Here is an example definition file that uses every available section. We will discuss each section in turn, below. It is not necessary to include every section (or any sections at all) within a def file. Furthermore, multiple sections of the same name can be included and will be appended to one another during the build process.
Bootstrap: docker
From: ubuntu:{{ VERSION }}
Stage: build
%arguments
VERSION=22.04
%setup
touch /file1
touch ${APPTAINER_ROOTFS}/file2
%files
/file1
/file1 /opt
%environment
export LISTEN_PORT=54321
export LC_ALL=C
%post
apt-get update && apt-get install -y netcat
NOW=`date`
echo "export NOW=\"${NOW}\"" >> $APPTAINER_ENVIRONMENT
%runscript
echo "Container was created $NOW"
echo "Arguments received: $*"
exec echo "$@"
%startscript
nc -lp $LISTEN_PORT
%test
grep -q NAME=\"Ubuntu\" /etc/os-release
if [ $? -eq 0 ]; then
echo "Container base is Ubuntu as expected."
else
echo "Container base is not Ubuntu."
exit 1
fi
%labels
Author alice
Version v0.0.1
%help
This is a demo container used to illustrate a def file that uses all
supported sections.
Although the order of the sections in the def file is unimportant, they have been documented below in the order of their execution during the build process for ease of understanding.
%arguments
During the build process, variables defined via a matching pair of double curly
brackets in the current definition file, i.e., the form of {{ variable }}
,
will be replaced by a value defined by a variable=value
entry in this section.
Note that values defined in this section are only the default values for defined
variables; if the same variables are passed with different values via the options
--build-arg
or --build-arg-file
they will overwrite values defined in
this section.
Consider the example from the definition file above:
Bootstrap: docker
From: ubuntu:{{ VERSION }}
Stage: build
%arguments
VERSION=22.04
The value in this entry VERSION=22.04
will replace the template variable
{{ VERSION }}
during the build process by default.
However, if a user builds the image with the command
apptainer build --build-arg VERSION=23.04 my_container.sif my_container.def
then the From image tag will be overridden to 23.04
rather than 22.04
.
%setup
During the build process, commands in the %setup
section are first
executed on the host system outside of the container, after the base
OS has been installed.
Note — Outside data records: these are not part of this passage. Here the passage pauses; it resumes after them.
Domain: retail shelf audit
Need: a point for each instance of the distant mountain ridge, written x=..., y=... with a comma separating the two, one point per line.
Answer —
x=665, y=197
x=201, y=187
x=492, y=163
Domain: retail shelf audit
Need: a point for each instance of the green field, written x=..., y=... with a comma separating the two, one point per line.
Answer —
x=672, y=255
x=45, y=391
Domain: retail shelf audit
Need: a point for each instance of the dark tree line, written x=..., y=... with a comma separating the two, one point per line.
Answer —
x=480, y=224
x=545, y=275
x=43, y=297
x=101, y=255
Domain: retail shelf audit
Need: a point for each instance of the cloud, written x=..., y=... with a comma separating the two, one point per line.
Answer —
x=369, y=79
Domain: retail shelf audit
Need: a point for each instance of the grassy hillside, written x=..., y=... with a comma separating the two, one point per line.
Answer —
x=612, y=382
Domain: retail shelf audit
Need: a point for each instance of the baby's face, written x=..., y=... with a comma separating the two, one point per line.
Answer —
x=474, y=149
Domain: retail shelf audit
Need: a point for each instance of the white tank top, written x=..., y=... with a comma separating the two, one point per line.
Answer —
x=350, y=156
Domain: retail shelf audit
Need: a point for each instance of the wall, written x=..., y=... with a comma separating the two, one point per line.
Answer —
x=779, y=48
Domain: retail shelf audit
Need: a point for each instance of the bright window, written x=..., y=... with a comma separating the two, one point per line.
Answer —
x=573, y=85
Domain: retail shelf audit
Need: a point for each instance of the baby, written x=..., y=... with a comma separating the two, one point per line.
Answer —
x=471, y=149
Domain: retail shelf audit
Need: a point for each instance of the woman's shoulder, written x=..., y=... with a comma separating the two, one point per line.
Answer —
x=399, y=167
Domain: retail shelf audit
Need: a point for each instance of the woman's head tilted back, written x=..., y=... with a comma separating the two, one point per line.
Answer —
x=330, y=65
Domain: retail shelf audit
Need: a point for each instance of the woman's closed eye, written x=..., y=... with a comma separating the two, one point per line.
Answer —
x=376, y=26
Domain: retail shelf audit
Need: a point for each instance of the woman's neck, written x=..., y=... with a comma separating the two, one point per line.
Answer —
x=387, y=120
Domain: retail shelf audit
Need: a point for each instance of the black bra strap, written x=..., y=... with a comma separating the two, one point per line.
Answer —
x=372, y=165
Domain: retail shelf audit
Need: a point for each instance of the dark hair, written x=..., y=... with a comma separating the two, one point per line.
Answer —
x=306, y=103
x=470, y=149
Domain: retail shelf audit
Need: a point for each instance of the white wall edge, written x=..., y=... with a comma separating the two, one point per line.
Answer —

You can reference the container file system with
the $APPTAINER_ROOTFS
environment variable in the %setup
section.
Note
Be careful with the %setup
section! This scriptlet is executed
outside of the container on the host system itself.
Commands in %setup
can alter and potentially damage the host.
Moreover, whether the code in %setup
runs successfully and
correctly will depend on the configuration of the host system. That
is exactly the kind of environment-dependency that containerization
is meant to circumvent, in the first place.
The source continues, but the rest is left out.